これは、肝臓に過剰な脂肪が蓄積し、さらに以下のような心血管代謝異常のリスク因子のいずれかを伴うことで診断される疾患です。

● 肥満(アジア人ではBMI 23以上)

● 2型糖尿病

● 高トリグリセリド血症

● 低HDLコレステロール血症

● 高血圧

 

また、アルコールによる肝障害でないことが診断に必要であり、下記の基準(エタノール換算)を満たす必要があります。

● 男性:30g/日未満

● 女性:20g/日未満

 

従来はNAFLD(非アルコール性脂肪性肝疾患)と呼ばれていましたが、より明確な定義としてMASLDへと改訂されつつあります。NAFLDのうち、MASLDの基準を満たさない症例は全体の2.2%との報告もあります。

 

🔬 MASHとは?

MASLDの中でも、肝臓に炎症や線維化の進行がみられる状態を**MASH(Metabolic dysfunction-Associated Steatohepatitis)**と呼びます。

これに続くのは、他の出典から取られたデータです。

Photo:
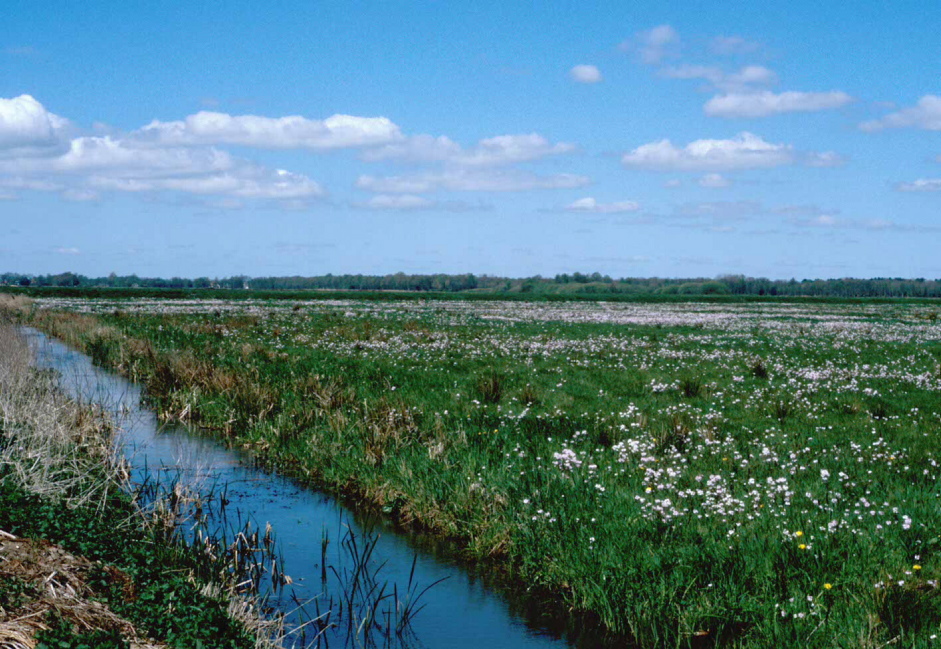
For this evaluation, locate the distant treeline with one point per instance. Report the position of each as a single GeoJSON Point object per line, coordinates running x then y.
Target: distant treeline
{"type": "Point", "coordinates": [575, 284]}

この診断は、主に肝生検で以下の所見が確認された場合にされます:

● 炎症細胞の浸潤

● バルーニング(肝細胞の膨化変性)

● 線維化(肝組織の硬化)

MASHが進行すると、将来的に肝硬変肝がんへと移行するリスクが高くなります。早期発見と的確な治療が非常に重要です。

 

他にも治療方法や詳しい内容についてたくさんのことを学びましたが、今回は特に重要なポイントに絞ってご紹介させていただきました。治療に関する詳細については、また別の機会にお話しできればと思います。

 

🏥 当院での取り組み

当院では、MASLDおよびMASHと診断された患者様に対し、

● 肝臓専門医による丁寧な生活習慣指導

● 必要に応じた薬物治療

を実施しております。

脂肪肝は「症状がないから大丈夫」と思われがちですが、放置すれば進行してしまうことも少なくありません。定期的な検査と生活の見直しが、健康維持の鍵となります。

私たちは、常に最新の医療情報を学び、患者様に還元できるよう努めてまいります。

 

📣 最後に

● 健診で肝機能異常を指摘された

● 脂肪肝と言われたが、何をすればよいか分からない

このようなお悩みをお持ちの方は、どうぞお気軽にご相談ください。
初回のご相談から、丁寧に対応させていただきます。

 

ご予約・お問い合わせは
📞 TEL:052-876-3351
🌐 くまのまえファミリークリニック公式サイト
までお気軽にどうぞ。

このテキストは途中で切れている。